Глава двенадцатая. Июльские надежды
Размышления Чайковского о женитьбе на Антонине Милюковой и принятие окончательного решения заняли не более трех недель. 29 мая после экзаменов в консерватории, возложив на невесту заботы по поводу приготовлений к свадьбе и скрыв факт помолвки от всех окружающих, композитор с легкой душой отправляется в Глебово (имение Константина Шиловского) работать над либретто и музыкой к новой опере. "Через неделю он попросил у меня позволенья уехать в подмосковное имение к своему приятелю, - писала Антонина об этом лете, - для того, чтобы написать скорее оперу, которая у него составилась в голове уже. Эта опера была - "Евгений Онегин", самая лучшая из всех его опер. Она хороша, потому что написана под влиянием любви. Она прямо написана про нас. Онегин - он сам, а Татьяна - я. Прежде и после написанные оперы, не согретые любовью, - холодны и отрывисты. Нет цельности в них. Эта одна хороша с начала до конца".
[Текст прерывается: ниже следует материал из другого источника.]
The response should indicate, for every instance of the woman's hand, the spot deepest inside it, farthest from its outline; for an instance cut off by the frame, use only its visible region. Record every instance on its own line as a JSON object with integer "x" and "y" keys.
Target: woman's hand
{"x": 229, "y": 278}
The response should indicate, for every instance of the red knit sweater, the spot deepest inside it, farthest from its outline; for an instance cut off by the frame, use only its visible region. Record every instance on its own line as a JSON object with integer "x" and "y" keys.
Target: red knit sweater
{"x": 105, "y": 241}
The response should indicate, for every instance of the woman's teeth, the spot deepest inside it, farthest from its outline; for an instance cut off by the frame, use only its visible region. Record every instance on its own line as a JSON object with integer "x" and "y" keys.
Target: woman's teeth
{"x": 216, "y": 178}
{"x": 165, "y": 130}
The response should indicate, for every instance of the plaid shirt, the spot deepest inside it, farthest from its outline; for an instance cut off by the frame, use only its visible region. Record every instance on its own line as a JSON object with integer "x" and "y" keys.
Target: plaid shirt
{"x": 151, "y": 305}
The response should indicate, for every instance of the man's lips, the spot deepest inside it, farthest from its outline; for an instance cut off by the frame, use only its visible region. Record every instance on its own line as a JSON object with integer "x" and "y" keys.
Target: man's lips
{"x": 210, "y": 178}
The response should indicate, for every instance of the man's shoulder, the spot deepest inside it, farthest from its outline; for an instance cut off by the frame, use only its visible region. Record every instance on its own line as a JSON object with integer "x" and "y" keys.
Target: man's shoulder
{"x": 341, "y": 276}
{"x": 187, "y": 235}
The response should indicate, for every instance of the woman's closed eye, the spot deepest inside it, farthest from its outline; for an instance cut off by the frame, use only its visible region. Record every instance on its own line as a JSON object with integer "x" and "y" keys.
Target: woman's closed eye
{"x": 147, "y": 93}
Здесь впервые упоминается идея, позже использованная Кашкиным в его воспоминаниях и с его же легкой руки вошедшая в музыкальную литературу, о связи оперы с реальными событиями. Не оспаривая влияния "Евгения Онегина" на решение Петра Ильича вступить в брак, заметим, что хронологически версия Кашкина плохо совпадает с реальностью. К сочинению письма Татьяны, якобы повлиявшего на его решение создать семью, Чайковский приступил лишь в первой половине июня. Скорее всего именно письмо Милюковой и встреча с ней дали толчок для написания этой сцены. Как замысел она упоминается в письме к фон Мекк 27 мая, а как законченный Стрывок - 9 июня в письме Модесту: "Всю вторую картину Первого акта (Татьяна с Няней) я уже написал и очень доволен тем, что вышло".
В Глебове, в одном из красивейших мест Подмосковья, композитор обрел замечательные условия для работы над оперой. Он писал Модесту: "Пусть моя опера будет несценична, Пусть в ней мало действия, но я влюблен в образ Татьяны, очарован стихами Пушкина и пишу на них музыку, потому что меня к этому тянет. Я совершенно погрузился в сочинение оперы. Правда и то, что нельзя себе представить обстановки более благоприятной для сочинения, как та, которою я пользуюсь Здесь. В моем распоряжении целый отдельный, превосходно меблированный дом; никто, ни одна душа человеческая, кроме Алеши, не появляется ко мне, когда я занят, а главное, у меня фортепиано, звуки которого, когда я играю, не доходят опять-таки ни до кого, кроме Алеши. Я встаю в 8 часов, купаюсь, пью чай (один) и потом занимаюсь до завтрака. После завтрака гуляю и опять занимаюсь до обеда. После обеда совершаю огромную прогулку и вечер просиживаю в большом доме. Общество здесь состоит из обоих хозяев, двух старых дев Языковых и меня. Гостей почти не бывает - словом, здесь очень покойно и тихо". И несколько позднее пишет владельцу имения Константину Шиловскому: "Воспоминания о глебовском месяце буквально представляются мне сном и притом очень сладким сном. <…> О, стократ чудный, милый, тихий уголок мира, - я никогда тебя не забуду!!!"